Se isso ocorrer, como faria o presidente Gilmar Mendes para, novamente, alegar competência para apreciar liminares? Diretamente, como regra em habeas corpus, o STF jamais aprecia a legalidade do ato de um juiz, como, por exemplo, o da 6ª. Vara. Só vai apreciar ilegalidade e abusos do Superior Tribunal de Justiça, caso denegado habeas corpus.

No segundo habeas corpus e soltura de Dantas, o ministro Gilmar Mendes suprimiu duas instâncias, ou seja, desconsiderou o Tribunal Regional Federal (TRF) e o Superior Tribunal de Justiça (STJ). Em outras palavras, rasgou a Constituição da República.

A decisão liberatória de Daniel Dantas, proferida no segundo habeas corpus e em sede liminar pelo ministro Mendes, está maculada com o vício da incompetência e é manifestamente nula. Como partiu da presidência do Supremo Tribunal Federal, acabou cumprida.

Para usar a imagem dos degraus de uma escada, um ato de delegado de polícia federal, ilegal ou com abuso de poder a resultar numa prisão, poderá ser atacado por habeas corpus, a ser julgado por um juiz federal.
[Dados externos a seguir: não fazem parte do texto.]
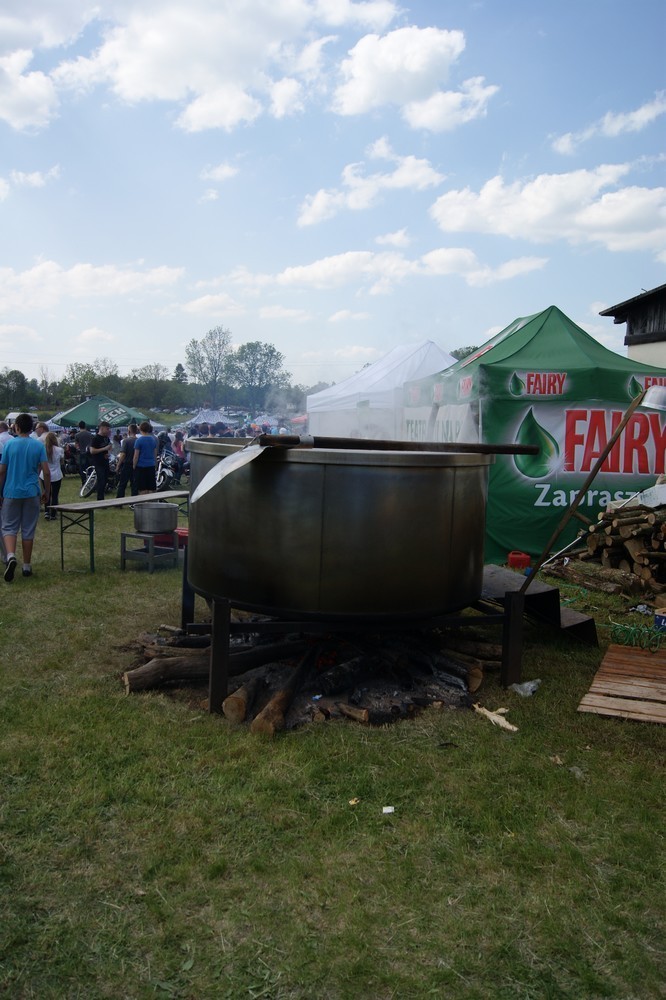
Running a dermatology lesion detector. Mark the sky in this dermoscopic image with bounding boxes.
[0,0,666,387]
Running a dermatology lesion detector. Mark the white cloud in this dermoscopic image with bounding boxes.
[233,247,547,294]
[328,309,370,323]
[0,260,183,312]
[271,76,305,118]
[303,344,383,364]
[375,229,412,247]
[10,165,60,187]
[314,0,398,31]
[0,0,99,52]
[0,323,43,350]
[0,49,58,131]
[430,164,666,252]
[403,76,499,132]
[178,83,261,132]
[298,138,446,226]
[74,326,116,352]
[45,0,398,132]
[421,247,548,287]
[199,163,238,183]
[333,27,465,115]
[181,292,245,318]
[552,90,666,155]
[259,306,312,323]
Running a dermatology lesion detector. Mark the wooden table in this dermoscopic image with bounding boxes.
[51,490,190,573]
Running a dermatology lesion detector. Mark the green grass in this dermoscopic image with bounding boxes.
[0,480,665,1000]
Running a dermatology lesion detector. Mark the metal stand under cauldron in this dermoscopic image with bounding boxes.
[181,549,525,714]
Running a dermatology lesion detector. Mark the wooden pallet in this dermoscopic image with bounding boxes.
[578,646,666,723]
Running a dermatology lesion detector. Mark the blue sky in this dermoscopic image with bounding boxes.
[0,0,666,386]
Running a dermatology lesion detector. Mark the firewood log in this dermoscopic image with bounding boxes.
[317,656,377,695]
[446,635,502,660]
[611,513,657,528]
[222,676,261,722]
[250,647,317,736]
[123,656,209,694]
[338,702,370,722]
[143,644,210,661]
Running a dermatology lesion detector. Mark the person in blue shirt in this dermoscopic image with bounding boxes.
[0,413,51,583]
[132,420,157,493]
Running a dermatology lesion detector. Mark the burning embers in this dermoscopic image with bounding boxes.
[124,621,502,734]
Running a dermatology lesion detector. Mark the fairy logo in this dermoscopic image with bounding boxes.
[513,408,560,479]
[509,372,567,396]
[514,407,666,479]
[458,375,474,399]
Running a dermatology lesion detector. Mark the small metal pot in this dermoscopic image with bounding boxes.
[134,503,178,535]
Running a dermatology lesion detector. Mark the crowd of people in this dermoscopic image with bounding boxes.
[0,413,287,583]
[0,413,182,583]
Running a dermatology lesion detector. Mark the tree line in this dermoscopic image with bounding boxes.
[0,326,326,413]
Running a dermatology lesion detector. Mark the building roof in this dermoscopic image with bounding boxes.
[599,285,666,323]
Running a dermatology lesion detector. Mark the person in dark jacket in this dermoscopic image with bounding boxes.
[90,420,113,500]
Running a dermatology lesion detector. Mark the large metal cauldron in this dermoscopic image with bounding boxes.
[188,439,494,618]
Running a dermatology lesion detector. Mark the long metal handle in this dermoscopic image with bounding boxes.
[254,434,539,455]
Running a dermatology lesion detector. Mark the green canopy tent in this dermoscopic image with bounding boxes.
[405,306,666,563]
[58,396,148,427]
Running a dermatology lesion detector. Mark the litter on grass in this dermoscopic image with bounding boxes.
[509,677,541,698]
[472,704,518,733]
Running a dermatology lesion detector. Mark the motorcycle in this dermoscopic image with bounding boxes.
[79,454,118,497]
[65,443,79,476]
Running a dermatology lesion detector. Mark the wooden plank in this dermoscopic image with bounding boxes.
[578,702,666,724]
[578,693,666,723]
[590,677,666,704]
[597,664,666,683]
[578,645,666,724]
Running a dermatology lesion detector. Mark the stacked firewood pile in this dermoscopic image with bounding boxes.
[546,506,666,594]
[123,622,502,734]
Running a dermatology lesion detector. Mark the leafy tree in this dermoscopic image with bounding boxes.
[185,326,231,408]
[451,347,479,361]
[227,340,291,413]
[123,363,171,409]
[0,368,28,409]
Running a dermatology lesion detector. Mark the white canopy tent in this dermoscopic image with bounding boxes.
[186,410,229,427]
[307,340,455,440]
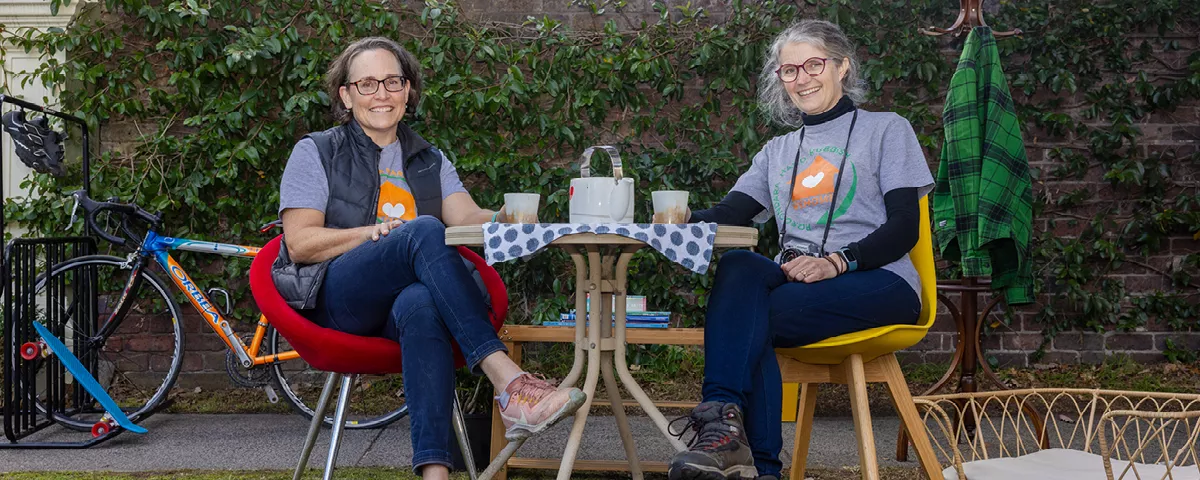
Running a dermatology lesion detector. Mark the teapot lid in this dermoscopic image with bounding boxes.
[580,145,624,180]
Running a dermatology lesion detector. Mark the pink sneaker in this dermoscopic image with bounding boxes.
[496,373,587,442]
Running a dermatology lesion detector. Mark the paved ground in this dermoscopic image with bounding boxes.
[0,414,916,476]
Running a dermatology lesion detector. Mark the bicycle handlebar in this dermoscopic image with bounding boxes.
[71,190,162,246]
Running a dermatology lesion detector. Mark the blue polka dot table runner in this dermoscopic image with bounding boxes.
[484,222,716,274]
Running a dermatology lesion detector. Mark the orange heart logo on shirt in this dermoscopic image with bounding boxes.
[376,181,416,222]
[792,155,838,209]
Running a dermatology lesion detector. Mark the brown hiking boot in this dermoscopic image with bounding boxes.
[667,402,758,480]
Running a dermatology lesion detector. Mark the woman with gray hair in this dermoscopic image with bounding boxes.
[668,20,934,480]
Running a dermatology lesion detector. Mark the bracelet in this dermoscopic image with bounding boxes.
[821,256,842,275]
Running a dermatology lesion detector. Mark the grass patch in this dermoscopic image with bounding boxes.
[5,467,924,480]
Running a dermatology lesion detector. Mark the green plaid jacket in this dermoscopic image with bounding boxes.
[932,26,1033,305]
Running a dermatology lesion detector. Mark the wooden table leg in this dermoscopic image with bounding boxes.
[558,245,604,480]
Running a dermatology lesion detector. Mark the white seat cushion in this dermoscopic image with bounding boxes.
[942,449,1200,480]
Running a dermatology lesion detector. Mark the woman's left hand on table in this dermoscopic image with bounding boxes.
[780,256,838,283]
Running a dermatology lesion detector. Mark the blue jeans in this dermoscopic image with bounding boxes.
[307,216,505,474]
[702,251,920,476]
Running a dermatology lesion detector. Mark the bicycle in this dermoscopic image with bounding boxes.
[14,190,408,431]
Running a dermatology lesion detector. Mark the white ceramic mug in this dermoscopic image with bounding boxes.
[650,190,688,223]
[504,193,541,223]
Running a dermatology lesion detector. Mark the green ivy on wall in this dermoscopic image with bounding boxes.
[0,0,1200,357]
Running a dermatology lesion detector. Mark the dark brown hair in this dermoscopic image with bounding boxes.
[325,37,421,124]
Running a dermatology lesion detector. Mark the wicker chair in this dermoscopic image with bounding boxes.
[913,389,1200,480]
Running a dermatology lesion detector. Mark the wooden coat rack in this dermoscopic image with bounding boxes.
[917,0,1021,38]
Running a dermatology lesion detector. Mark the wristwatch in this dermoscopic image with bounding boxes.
[835,248,858,271]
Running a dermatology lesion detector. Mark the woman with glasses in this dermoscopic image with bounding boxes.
[272,37,584,479]
[670,20,934,480]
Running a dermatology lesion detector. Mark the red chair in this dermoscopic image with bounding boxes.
[250,235,509,480]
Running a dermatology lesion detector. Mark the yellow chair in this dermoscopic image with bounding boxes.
[775,198,942,480]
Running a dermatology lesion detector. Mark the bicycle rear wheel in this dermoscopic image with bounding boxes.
[270,329,408,428]
[26,256,184,431]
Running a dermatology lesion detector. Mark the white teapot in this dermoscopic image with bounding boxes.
[569,145,634,223]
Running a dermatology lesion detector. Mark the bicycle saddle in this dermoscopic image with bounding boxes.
[0,110,64,176]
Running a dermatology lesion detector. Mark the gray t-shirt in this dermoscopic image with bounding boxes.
[280,138,467,222]
[733,109,934,293]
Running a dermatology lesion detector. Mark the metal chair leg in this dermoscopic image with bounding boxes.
[322,374,358,480]
[292,372,337,480]
[450,395,479,480]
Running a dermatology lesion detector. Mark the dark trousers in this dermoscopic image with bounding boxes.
[703,251,920,475]
[310,216,505,473]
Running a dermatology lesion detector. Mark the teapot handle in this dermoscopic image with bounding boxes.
[580,145,624,181]
[608,179,634,222]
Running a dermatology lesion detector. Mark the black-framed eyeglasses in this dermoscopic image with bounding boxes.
[346,76,408,95]
[775,56,830,83]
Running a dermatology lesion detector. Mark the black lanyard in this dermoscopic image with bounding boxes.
[779,108,858,257]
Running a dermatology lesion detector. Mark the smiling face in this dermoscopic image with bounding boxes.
[338,49,409,146]
[779,43,850,115]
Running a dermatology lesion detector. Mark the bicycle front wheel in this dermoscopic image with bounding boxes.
[26,256,184,431]
[270,329,408,428]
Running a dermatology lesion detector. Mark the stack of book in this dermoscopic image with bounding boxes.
[541,295,671,329]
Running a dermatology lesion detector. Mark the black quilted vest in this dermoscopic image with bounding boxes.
[305,120,442,228]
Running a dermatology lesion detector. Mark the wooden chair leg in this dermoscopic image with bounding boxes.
[491,342,522,480]
[874,353,942,480]
[790,383,817,480]
[841,354,880,480]
[450,394,479,480]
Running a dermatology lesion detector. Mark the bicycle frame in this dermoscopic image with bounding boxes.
[102,230,300,368]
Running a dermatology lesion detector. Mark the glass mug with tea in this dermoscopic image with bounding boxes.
[504,193,541,223]
[650,190,690,223]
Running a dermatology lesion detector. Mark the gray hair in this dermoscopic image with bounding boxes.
[758,19,866,126]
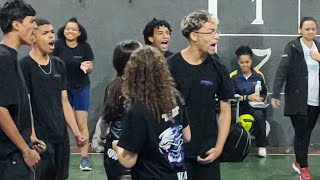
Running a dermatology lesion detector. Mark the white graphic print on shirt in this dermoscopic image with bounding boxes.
[159,107,184,167]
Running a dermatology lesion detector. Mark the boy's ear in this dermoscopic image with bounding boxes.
[148,36,153,43]
[11,21,21,31]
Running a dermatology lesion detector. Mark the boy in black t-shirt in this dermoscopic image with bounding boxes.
[0,0,40,180]
[20,18,85,180]
[113,46,191,180]
[168,11,233,180]
[143,18,173,58]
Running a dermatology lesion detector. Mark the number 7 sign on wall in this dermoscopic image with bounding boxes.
[208,0,264,24]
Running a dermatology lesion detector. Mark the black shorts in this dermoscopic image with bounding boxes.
[185,159,221,180]
[0,152,34,180]
[36,137,70,180]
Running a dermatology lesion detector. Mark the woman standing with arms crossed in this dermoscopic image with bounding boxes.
[53,18,94,171]
[271,17,320,180]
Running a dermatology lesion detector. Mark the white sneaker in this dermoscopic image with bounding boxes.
[258,147,267,157]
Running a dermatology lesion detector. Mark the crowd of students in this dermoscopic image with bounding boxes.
[0,0,320,180]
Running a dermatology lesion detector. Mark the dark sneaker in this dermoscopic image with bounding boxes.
[299,167,311,180]
[292,162,300,174]
[80,157,92,171]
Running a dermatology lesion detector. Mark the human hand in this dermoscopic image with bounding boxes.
[31,136,47,154]
[22,149,41,168]
[74,134,87,148]
[271,98,280,109]
[309,50,320,61]
[197,148,222,164]
[80,61,93,74]
[247,93,263,102]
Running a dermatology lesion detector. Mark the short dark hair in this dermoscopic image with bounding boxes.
[143,18,172,45]
[299,16,318,28]
[35,17,52,26]
[112,40,142,77]
[235,46,253,59]
[58,17,87,42]
[0,0,36,34]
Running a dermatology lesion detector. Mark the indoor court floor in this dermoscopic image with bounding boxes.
[69,154,320,180]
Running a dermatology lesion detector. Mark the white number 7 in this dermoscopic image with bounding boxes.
[251,0,264,24]
[252,48,271,70]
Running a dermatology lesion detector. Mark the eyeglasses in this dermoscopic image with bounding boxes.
[64,28,79,32]
[304,28,317,31]
[193,29,221,35]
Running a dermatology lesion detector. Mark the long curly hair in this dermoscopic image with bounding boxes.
[102,40,142,123]
[122,46,178,121]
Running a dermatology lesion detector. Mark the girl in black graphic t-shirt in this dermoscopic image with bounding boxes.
[100,40,142,180]
[113,46,191,180]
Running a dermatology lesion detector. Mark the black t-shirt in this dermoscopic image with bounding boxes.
[0,44,31,159]
[168,52,234,159]
[118,102,188,180]
[20,56,68,142]
[53,40,94,90]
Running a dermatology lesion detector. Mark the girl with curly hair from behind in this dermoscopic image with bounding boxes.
[100,40,142,180]
[112,46,191,180]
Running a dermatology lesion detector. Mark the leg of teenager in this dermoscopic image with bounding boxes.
[55,137,70,180]
[249,109,269,147]
[74,110,89,156]
[73,85,92,171]
[75,111,92,171]
[290,115,310,168]
[185,160,221,180]
[36,141,57,180]
[185,159,197,180]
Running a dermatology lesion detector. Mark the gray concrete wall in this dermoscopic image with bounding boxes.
[0,0,320,146]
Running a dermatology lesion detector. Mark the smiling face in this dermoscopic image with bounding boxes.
[300,21,317,41]
[238,55,252,74]
[63,22,81,41]
[190,22,220,54]
[35,24,55,54]
[148,26,171,52]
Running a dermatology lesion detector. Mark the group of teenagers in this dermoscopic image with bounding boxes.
[0,0,320,180]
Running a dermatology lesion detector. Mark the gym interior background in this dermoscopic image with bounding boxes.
[0,0,320,149]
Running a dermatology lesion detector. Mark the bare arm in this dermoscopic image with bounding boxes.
[215,100,231,153]
[0,107,40,168]
[61,90,80,136]
[197,100,231,164]
[0,107,30,154]
[182,125,191,143]
[61,90,87,147]
[112,141,138,169]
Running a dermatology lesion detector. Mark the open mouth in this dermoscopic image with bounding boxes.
[49,41,54,50]
[161,41,169,49]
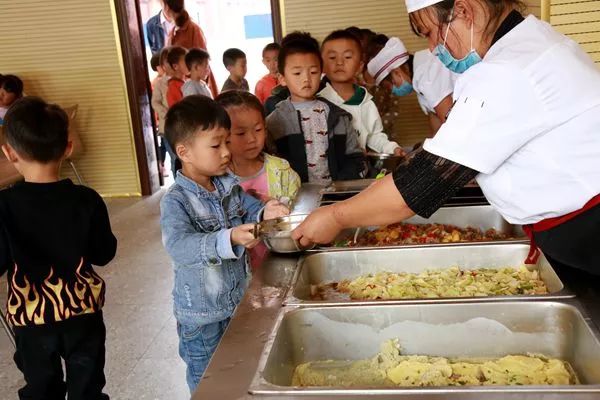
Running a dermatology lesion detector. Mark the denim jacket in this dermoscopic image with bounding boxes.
[160,171,263,325]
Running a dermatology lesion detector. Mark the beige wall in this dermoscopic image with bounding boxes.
[0,0,141,196]
[280,0,540,145]
[542,0,600,63]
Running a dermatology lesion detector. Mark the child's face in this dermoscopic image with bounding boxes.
[175,127,231,177]
[0,88,17,107]
[162,61,173,76]
[263,50,279,76]
[227,107,267,162]
[172,57,190,79]
[190,60,210,81]
[227,58,248,78]
[321,39,363,83]
[281,53,321,101]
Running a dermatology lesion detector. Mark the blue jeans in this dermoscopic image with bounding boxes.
[177,318,230,394]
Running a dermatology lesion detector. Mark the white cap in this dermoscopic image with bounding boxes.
[406,0,443,14]
[367,38,408,85]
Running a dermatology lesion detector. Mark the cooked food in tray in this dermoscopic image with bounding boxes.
[335,223,512,247]
[292,340,579,388]
[311,266,548,300]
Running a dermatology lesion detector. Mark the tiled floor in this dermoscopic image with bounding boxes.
[0,193,190,400]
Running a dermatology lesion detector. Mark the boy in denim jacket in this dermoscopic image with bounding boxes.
[160,95,289,392]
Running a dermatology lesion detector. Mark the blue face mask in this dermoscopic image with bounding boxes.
[434,15,481,74]
[392,81,413,97]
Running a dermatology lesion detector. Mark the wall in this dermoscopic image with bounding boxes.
[0,0,141,196]
[280,0,544,145]
[544,0,600,63]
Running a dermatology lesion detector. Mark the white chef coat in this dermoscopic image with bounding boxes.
[424,16,600,224]
[412,50,458,114]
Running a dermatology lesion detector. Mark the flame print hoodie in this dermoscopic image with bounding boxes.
[0,179,117,328]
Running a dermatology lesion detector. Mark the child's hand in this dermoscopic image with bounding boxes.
[263,200,290,219]
[231,224,260,249]
[394,147,406,157]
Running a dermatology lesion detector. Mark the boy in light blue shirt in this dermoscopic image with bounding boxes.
[160,95,289,392]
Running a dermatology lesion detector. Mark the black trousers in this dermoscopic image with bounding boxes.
[14,312,109,400]
[534,205,600,275]
[534,206,600,328]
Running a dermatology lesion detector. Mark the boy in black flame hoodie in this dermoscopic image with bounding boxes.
[0,97,117,400]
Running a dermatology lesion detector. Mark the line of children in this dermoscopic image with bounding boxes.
[221,48,250,93]
[267,33,364,184]
[183,49,212,99]
[0,97,117,400]
[161,96,289,391]
[216,90,300,269]
[167,46,189,108]
[150,53,169,177]
[254,43,281,104]
[152,47,177,176]
[319,30,404,155]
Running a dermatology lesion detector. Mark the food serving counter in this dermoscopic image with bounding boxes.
[192,185,600,400]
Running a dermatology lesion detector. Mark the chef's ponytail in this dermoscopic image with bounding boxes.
[409,0,527,40]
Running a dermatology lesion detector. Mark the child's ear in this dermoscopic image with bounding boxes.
[175,143,189,161]
[2,143,19,164]
[64,140,73,159]
[356,61,365,76]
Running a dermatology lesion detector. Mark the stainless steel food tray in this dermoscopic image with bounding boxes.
[321,179,375,194]
[249,302,600,399]
[315,205,529,251]
[284,244,574,306]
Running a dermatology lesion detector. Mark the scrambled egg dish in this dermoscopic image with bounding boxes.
[292,340,579,387]
[332,266,548,300]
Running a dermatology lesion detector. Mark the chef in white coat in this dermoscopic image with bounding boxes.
[367,37,458,134]
[293,0,600,275]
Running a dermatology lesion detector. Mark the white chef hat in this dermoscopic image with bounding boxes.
[406,0,442,14]
[367,38,408,85]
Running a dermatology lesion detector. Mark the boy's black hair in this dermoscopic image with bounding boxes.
[4,96,69,163]
[165,95,231,151]
[321,29,362,53]
[262,42,281,58]
[344,26,362,40]
[167,46,187,67]
[223,48,246,68]
[277,32,323,75]
[185,49,210,69]
[150,53,160,72]
[0,75,23,99]
[215,90,265,120]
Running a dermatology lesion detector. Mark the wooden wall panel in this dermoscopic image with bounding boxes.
[0,0,141,196]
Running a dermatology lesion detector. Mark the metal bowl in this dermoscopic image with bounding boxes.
[254,214,315,253]
[367,152,405,172]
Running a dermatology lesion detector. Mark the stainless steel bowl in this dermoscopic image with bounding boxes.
[254,214,315,253]
[367,152,405,172]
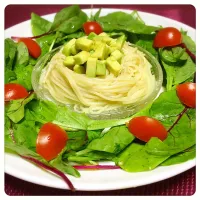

Se o juiz federal denegar a ordem, outro habeas corpus deve ser proposto junto ao TRF. No caso de insucesso, deve-se impetrar outro pedido de habeas corpus no STJ. Caso denegado, o último degrau será o STF, que aprecia a ilegalidade do tribunal inferior.

No STF, com as liminares de Gilmar, existem dois habeas corpus onde Dantas figura como paciente. Um versa sobre a ilegalidade da decisão do juiz da 6ª Vara Criminal, a respeito de prisão temporária, a fim de assegurar a coleta de provas. O outro, por fatos completamente diferentes do primeiro, sobre ilegalidade derivada de prisão preventiva, para garantia da ordem pública.

Para Gilmar, os dois habeas corpus se confundem, sendo a segunda ilegalidade uma maneira, por via oblíqua, de se impor a prisão cautelar. Como os fatos eram diferentes, as modalidades de prisões cautelares diversas (temporária e preventiva) e as motivações das decisões distintas juridicamente, não se confundiam os pedidos. Quem se confundiu foi o ministro Gilmar, que, pasmem, apreciou, diretamente, decisão de juiz de primeiro grau.

Recentemente, no trágico caso Nardoni, no qual o pai é acusado de arremessar a filha pela janela, o desembargador-relator, Caio Canguçu de Almeida, do Tribunal de Justiça de São Paulo, não concedeu liminar. No seu despacho lembrou não caber, como regra e em sede de habeas corpus liberatório, decisão de soltura. A propósito, esse habeas corpus foi julgado pela câmara criminal e a ordem denegada. Se Canguçu tivesse dado a liminar, como o ministro Mendes, o casal Nardoni estaria solto e os demais desembargadores limitados a considerar prejudicada a impetração, por perda de objeto.

Mais ainda, quando o desembargador Canguçu negou a liminar, um novo pedido foi aforado no STJ, que não conheceu da pretensão porque o tribunal paulista não tinha julgado o mérito e, portanto, não cometera nenhuma ilegalidade. No caso de habeas corpus preventivo de Dantas, com liminar indeferida no STJ e sem exame ainda do mérito, impetrou-se outro pedido ao STF e o ministro Mendes, mais uma vez a contrariar a jurisprudência, concedeu a ordem, no primeiro habeas corpus.

Por outro lado, o ministro Gilmar prejulgou ao fazer críticas, fora dos autos e do momento apropriado, à Operação Satiagraha. Não bastasse, deu tratamento privilegiado a Dantas, com inusitado empenho para decidir rapidamente, a mostrar que nem todos são igualmente tratados pela Justiça.

Todos os abusos e ilegalidades do ministro Gilmar, dada a sua condição e seus profundos conhecimentos jurídicos, não podem ser considerados simples erros judiciários.

Mas, como não reconheceu publicamente as suas falhas, o caso só pode ser considerado como improbidade. O ímprobo está sujeito a responder a impeachment, ou seja, por crime de responsabilidade, da competência julgadora do Senado Federal. Implica perda do cargo e inabilitação para funções públicas por oito anos.